"Ro": Seaweed, from the series "Tales of Ise in Fashionable Brocade Pictures (Furyu nishiki-e Ise monogatari)"
- Date:
- c. 1772/73
- Medium:
- Color woodblock print; koban
- Source:
- Art Institute of Chicago
Description
This color woodblock print, designed by Katsukawa Shunsho around 1767, belongs to the series Tales of Ise in Fashionable Brocade Pictures, Furyu [Nishiki-e](/glossary/nishiki-e) Ise Monogatari, in which the syllables of the Japanese phonetic order are paired with individual episodes from the classical poetic narrative Ise Monogatari. The syllable Ro is keyed here to a scene associated with seaweed, drawing on the layered imagery of the seashore that runs through the original text.
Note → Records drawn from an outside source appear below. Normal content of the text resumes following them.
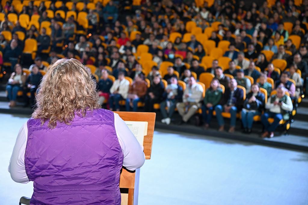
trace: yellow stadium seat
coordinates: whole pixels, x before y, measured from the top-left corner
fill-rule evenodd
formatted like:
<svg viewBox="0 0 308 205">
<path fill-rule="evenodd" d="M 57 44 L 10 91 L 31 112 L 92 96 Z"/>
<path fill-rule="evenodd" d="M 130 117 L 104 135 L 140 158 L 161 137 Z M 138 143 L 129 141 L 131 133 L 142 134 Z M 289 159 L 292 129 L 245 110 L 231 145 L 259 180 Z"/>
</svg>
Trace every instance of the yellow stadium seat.
<svg viewBox="0 0 308 205">
<path fill-rule="evenodd" d="M 293 24 L 291 22 L 284 22 L 283 23 L 283 27 L 285 30 L 288 31 L 289 34 L 292 33 Z"/>
<path fill-rule="evenodd" d="M 95 4 L 91 2 L 88 3 L 87 5 L 87 8 L 88 9 L 94 10 L 95 9 Z"/>
<path fill-rule="evenodd" d="M 140 35 L 141 35 L 141 32 L 139 31 L 133 31 L 131 32 L 130 35 L 129 36 L 129 39 L 131 41 L 133 41 L 136 38 L 136 34 L 138 34 Z"/>
<path fill-rule="evenodd" d="M 182 39 L 182 42 L 187 43 L 190 41 L 191 37 L 192 34 L 190 33 L 187 33 L 183 36 L 183 39 Z"/>
<path fill-rule="evenodd" d="M 277 67 L 281 71 L 283 71 L 287 67 L 287 62 L 283 59 L 274 59 L 272 62 L 275 67 Z"/>
<path fill-rule="evenodd" d="M 273 56 L 274 55 L 274 52 L 271 50 L 262 50 L 261 51 L 261 52 L 265 55 L 265 57 L 266 58 L 266 60 L 269 62 L 270 61 L 271 59 L 272 59 Z"/>
<path fill-rule="evenodd" d="M 34 14 L 31 16 L 31 18 L 30 21 L 37 21 L 38 22 L 38 19 L 39 18 L 40 16 L 38 14 Z"/>
<path fill-rule="evenodd" d="M 197 26 L 197 24 L 196 24 L 196 22 L 190 21 L 187 22 L 186 23 L 185 28 L 186 29 L 186 30 L 188 32 L 191 32 L 192 29 Z"/>
<path fill-rule="evenodd" d="M 5 40 L 8 41 L 12 40 L 12 33 L 10 31 L 4 30 L 1 32 L 1 34 L 3 35 Z"/>
<path fill-rule="evenodd" d="M 141 44 L 137 47 L 137 55 L 138 56 L 140 56 L 143 53 L 148 53 L 148 51 L 149 47 L 146 45 Z"/>
<path fill-rule="evenodd" d="M 204 84 L 206 89 L 210 87 L 211 81 L 214 77 L 215 76 L 210 73 L 202 73 L 199 76 L 199 81 Z"/>
<path fill-rule="evenodd" d="M 18 17 L 16 14 L 10 13 L 7 14 L 7 19 L 15 25 L 18 20 Z"/>
<path fill-rule="evenodd" d="M 46 12 L 47 12 L 47 17 L 49 18 L 53 18 L 55 17 L 55 14 L 52 10 L 47 9 L 46 10 Z"/>
<path fill-rule="evenodd" d="M 214 48 L 212 49 L 210 53 L 210 56 L 215 58 L 218 59 L 222 57 L 224 53 L 221 49 L 219 48 Z"/>
<path fill-rule="evenodd" d="M 200 27 L 194 27 L 192 29 L 191 33 L 192 34 L 194 34 L 194 35 L 202 34 L 202 29 Z"/>
<path fill-rule="evenodd" d="M 208 40 L 208 35 L 205 34 L 198 34 L 196 35 L 196 39 L 201 43 Z"/>
<path fill-rule="evenodd" d="M 224 69 L 227 69 L 229 68 L 229 63 L 232 60 L 229 57 L 222 56 L 218 58 L 218 64 L 222 66 Z"/>
<path fill-rule="evenodd" d="M 207 40 L 202 43 L 202 45 L 205 50 L 205 53 L 209 55 L 212 50 L 216 47 L 216 42 L 212 40 Z"/>
<path fill-rule="evenodd" d="M 182 34 L 178 32 L 172 32 L 170 34 L 170 35 L 169 36 L 169 41 L 172 43 L 174 43 L 175 39 L 178 37 L 181 38 Z"/>
<path fill-rule="evenodd" d="M 84 6 L 84 3 L 82 2 L 78 2 L 76 4 L 76 9 L 79 11 L 82 10 Z"/>
<path fill-rule="evenodd" d="M 167 72 L 167 69 L 169 66 L 173 66 L 173 64 L 169 61 L 163 61 L 160 63 L 159 70 L 163 75 Z"/>
<path fill-rule="evenodd" d="M 218 42 L 217 47 L 221 48 L 222 50 L 223 53 L 225 53 L 225 52 L 228 50 L 230 45 L 230 42 L 229 41 L 223 40 Z"/>
<path fill-rule="evenodd" d="M 208 38 L 211 38 L 212 33 L 213 32 L 213 28 L 212 27 L 207 27 L 204 30 L 204 33 L 208 36 Z"/>
<path fill-rule="evenodd" d="M 65 19 L 65 12 L 64 11 L 62 10 L 57 10 L 55 13 L 55 15 L 56 15 L 58 14 L 60 14 L 61 18 L 63 19 Z"/>
<path fill-rule="evenodd" d="M 18 36 L 18 38 L 23 41 L 25 40 L 25 33 L 22 31 L 16 31 L 15 33 Z"/>
<path fill-rule="evenodd" d="M 220 21 L 215 21 L 212 23 L 211 27 L 213 28 L 213 30 L 214 31 L 217 31 L 218 30 L 218 26 L 221 24 L 221 22 Z"/>
<path fill-rule="evenodd" d="M 68 18 L 72 16 L 74 17 L 74 20 L 75 21 L 76 18 L 77 18 L 77 14 L 76 11 L 68 11 L 66 12 L 66 19 L 65 20 L 67 21 Z"/>
<path fill-rule="evenodd" d="M 296 47 L 296 49 L 298 49 L 299 48 L 299 46 L 301 45 L 301 37 L 297 35 L 291 35 L 289 36 L 289 39 L 290 39 L 292 41 L 292 42 L 295 45 Z"/>
<path fill-rule="evenodd" d="M 201 60 L 201 63 L 205 65 L 207 67 L 210 68 L 212 67 L 212 62 L 214 59 L 212 56 L 204 56 Z"/>
<path fill-rule="evenodd" d="M 80 11 L 78 13 L 77 16 L 77 22 L 82 25 L 84 28 L 86 29 L 88 26 L 88 19 L 87 19 L 87 16 L 88 14 L 84 11 Z"/>
<path fill-rule="evenodd" d="M 63 2 L 61 1 L 57 1 L 55 3 L 55 7 L 57 8 L 59 8 L 62 6 L 62 5 L 63 4 Z"/>
</svg>

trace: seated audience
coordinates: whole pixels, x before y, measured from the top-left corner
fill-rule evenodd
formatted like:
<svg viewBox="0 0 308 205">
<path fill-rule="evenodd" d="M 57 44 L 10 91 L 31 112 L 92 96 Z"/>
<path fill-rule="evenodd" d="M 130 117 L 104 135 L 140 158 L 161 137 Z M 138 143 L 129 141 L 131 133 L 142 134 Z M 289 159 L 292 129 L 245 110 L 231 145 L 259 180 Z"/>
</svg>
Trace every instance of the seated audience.
<svg viewBox="0 0 308 205">
<path fill-rule="evenodd" d="M 258 85 L 253 85 L 251 92 L 244 101 L 242 109 L 242 123 L 245 133 L 251 133 L 253 117 L 261 115 L 264 108 L 265 97 L 264 94 L 260 91 Z"/>
<path fill-rule="evenodd" d="M 22 71 L 22 68 L 20 64 L 15 65 L 14 70 L 15 72 L 11 74 L 6 88 L 7 92 L 7 98 L 10 101 L 9 106 L 10 107 L 14 107 L 16 105 L 17 93 L 22 90 L 26 78 L 26 74 Z"/>
<path fill-rule="evenodd" d="M 222 112 L 225 112 L 231 114 L 229 132 L 233 132 L 235 129 L 236 113 L 241 110 L 244 93 L 243 90 L 237 88 L 237 83 L 235 79 L 231 79 L 229 86 L 225 88 L 219 104 L 215 107 L 215 111 L 219 125 L 218 131 L 222 132 L 225 129 L 225 122 L 222 115 Z"/>
<path fill-rule="evenodd" d="M 129 86 L 125 103 L 126 111 L 130 111 L 131 108 L 132 108 L 133 112 L 137 112 L 138 102 L 143 101 L 147 90 L 147 82 L 144 81 L 144 75 L 140 74 L 135 77 L 134 82 Z"/>
<path fill-rule="evenodd" d="M 218 69 L 217 68 L 216 69 Z M 209 126 L 213 115 L 213 111 L 220 101 L 222 96 L 222 90 L 219 86 L 219 81 L 213 78 L 211 82 L 210 87 L 206 90 L 205 96 L 203 99 L 203 104 L 201 107 L 203 127 L 207 129 Z M 209 114 L 207 112 L 209 112 Z"/>
<path fill-rule="evenodd" d="M 183 102 L 176 103 L 178 111 L 182 117 L 180 124 L 188 121 L 201 107 L 203 92 L 202 86 L 197 83 L 193 77 L 191 77 L 183 94 Z"/>
<path fill-rule="evenodd" d="M 154 104 L 160 103 L 163 99 L 165 86 L 161 79 L 160 74 L 154 76 L 153 82 L 148 89 L 144 100 L 145 112 L 153 112 Z"/>
<path fill-rule="evenodd" d="M 244 71 L 239 69 L 236 71 L 236 77 L 235 78 L 237 85 L 243 86 L 246 90 L 246 92 L 250 92 L 251 87 L 251 82 L 248 78 L 246 78 L 244 74 Z"/>
<path fill-rule="evenodd" d="M 168 73 L 164 76 L 164 79 L 168 82 L 169 80 L 172 77 L 176 78 L 177 76 L 174 73 L 174 69 L 172 66 L 169 66 L 167 68 L 167 71 Z"/>
<path fill-rule="evenodd" d="M 161 122 L 167 125 L 170 124 L 176 106 L 178 102 L 181 101 L 183 95 L 183 89 L 178 84 L 176 78 L 171 78 L 170 82 L 165 88 L 162 96 L 163 100 L 160 105 L 160 113 L 163 116 Z M 167 110 L 166 107 L 168 108 Z"/>
<path fill-rule="evenodd" d="M 236 65 L 234 61 L 231 61 L 229 62 L 229 68 L 224 71 L 225 74 L 231 75 L 233 77 L 236 76 Z"/>
<path fill-rule="evenodd" d="M 215 69 L 215 77 L 219 81 L 219 83 L 224 86 L 225 87 L 228 87 L 230 81 L 230 78 L 224 74 L 222 69 L 220 66 L 217 67 Z"/>
<path fill-rule="evenodd" d="M 120 111 L 120 100 L 126 100 L 129 89 L 129 81 L 125 79 L 124 73 L 120 72 L 118 79 L 115 81 L 110 88 L 109 96 L 109 110 Z"/>
<path fill-rule="evenodd" d="M 266 72 L 265 73 L 262 73 L 261 74 L 259 80 L 258 84 L 259 87 L 266 90 L 267 92 L 267 96 L 269 96 L 272 92 L 272 84 L 267 82 L 267 75 Z"/>
<path fill-rule="evenodd" d="M 284 71 L 280 76 L 280 79 L 276 82 L 275 87 L 277 88 L 279 86 L 283 86 L 285 88 L 286 91 L 289 92 L 291 99 L 295 96 L 295 85 L 292 82 L 289 80 L 290 78 L 290 73 L 287 71 Z"/>
<path fill-rule="evenodd" d="M 244 74 L 245 75 L 248 75 L 253 78 L 253 82 L 257 82 L 257 79 L 260 77 L 260 73 L 256 69 L 256 66 L 254 62 L 251 61 L 249 64 L 249 67 L 248 69 L 244 70 Z"/>
<path fill-rule="evenodd" d="M 33 107 L 35 104 L 34 99 L 35 93 L 36 90 L 41 83 L 41 81 L 43 78 L 43 75 L 39 72 L 38 68 L 36 66 L 32 67 L 32 72 L 29 74 L 26 81 L 25 86 L 23 90 L 23 98 L 25 102 L 24 107 L 27 107 L 29 105 L 29 98 L 27 95 L 28 92 L 30 92 L 30 106 Z"/>
<path fill-rule="evenodd" d="M 108 72 L 106 70 L 102 70 L 101 77 L 98 81 L 99 103 L 103 105 L 105 100 L 108 102 L 110 94 L 110 89 L 112 86 L 112 81 L 108 78 Z M 107 104 L 107 109 L 109 109 L 109 105 Z"/>
<path fill-rule="evenodd" d="M 274 132 L 279 125 L 282 119 L 285 120 L 290 118 L 289 112 L 293 110 L 292 101 L 290 97 L 286 94 L 284 87 L 278 86 L 276 89 L 277 93 L 273 95 L 267 100 L 265 108 L 268 111 L 261 117 L 261 121 L 264 126 L 265 132 L 262 134 L 262 138 L 271 138 L 274 136 Z M 270 124 L 268 119 L 274 119 L 274 122 Z"/>
</svg>

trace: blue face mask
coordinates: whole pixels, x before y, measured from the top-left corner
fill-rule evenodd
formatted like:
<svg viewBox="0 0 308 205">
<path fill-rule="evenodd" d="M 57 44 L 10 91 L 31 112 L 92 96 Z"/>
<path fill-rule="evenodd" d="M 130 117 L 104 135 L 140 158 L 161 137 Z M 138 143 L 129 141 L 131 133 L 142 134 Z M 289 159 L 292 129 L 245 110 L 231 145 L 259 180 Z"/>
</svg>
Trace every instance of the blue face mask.
<svg viewBox="0 0 308 205">
<path fill-rule="evenodd" d="M 168 55 L 168 57 L 171 59 L 173 59 L 174 58 L 174 54 L 173 53 L 170 53 Z"/>
</svg>

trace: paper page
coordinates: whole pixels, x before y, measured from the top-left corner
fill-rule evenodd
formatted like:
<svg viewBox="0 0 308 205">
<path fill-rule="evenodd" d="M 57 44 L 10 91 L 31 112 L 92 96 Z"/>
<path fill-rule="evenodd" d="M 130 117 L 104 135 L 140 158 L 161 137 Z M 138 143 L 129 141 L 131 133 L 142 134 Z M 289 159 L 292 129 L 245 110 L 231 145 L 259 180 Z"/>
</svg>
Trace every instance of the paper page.
<svg viewBox="0 0 308 205">
<path fill-rule="evenodd" d="M 143 145 L 143 139 L 148 134 L 148 122 L 139 121 L 125 121 L 126 125 L 138 140 Z"/>
</svg>

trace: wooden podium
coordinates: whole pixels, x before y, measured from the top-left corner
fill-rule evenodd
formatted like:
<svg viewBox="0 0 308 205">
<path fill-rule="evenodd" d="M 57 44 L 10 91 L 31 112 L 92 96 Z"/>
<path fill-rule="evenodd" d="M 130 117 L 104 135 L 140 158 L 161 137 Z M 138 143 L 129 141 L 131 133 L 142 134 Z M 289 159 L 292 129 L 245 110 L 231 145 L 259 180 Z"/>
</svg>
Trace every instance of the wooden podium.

Shunsho stages the literary subject in the visual idiom of Edo [ukiyo-e](/glossary/ukiyo-e): stylised figures in updated dress occupy a carefully composed setting, with restrained color and crisp outline emphasising elegance over narrative detail. The early nishiki-e technology of full-color printing, then only a few years old, allowed Shunsho and his publisher to render decorative robes and atmospheric grounds with new subtlety. The print belongs to the same period in which Shunsho was establishing the foundations of the Katsukawa school, whose actor portraits would soon transform [yakusha-e](/glossary/yakusha-e). Within the Ise Monogatari series, however, his attention is focused on classical themes that flattered literate buyers conversant with Heian poetry. The sheet is preserved at the Art Institute of Chicago, where it forms part of a broader holding documenting Shunsho's contributions to the printed reinterpretation of classical Japanese literature during the late eighteenth century.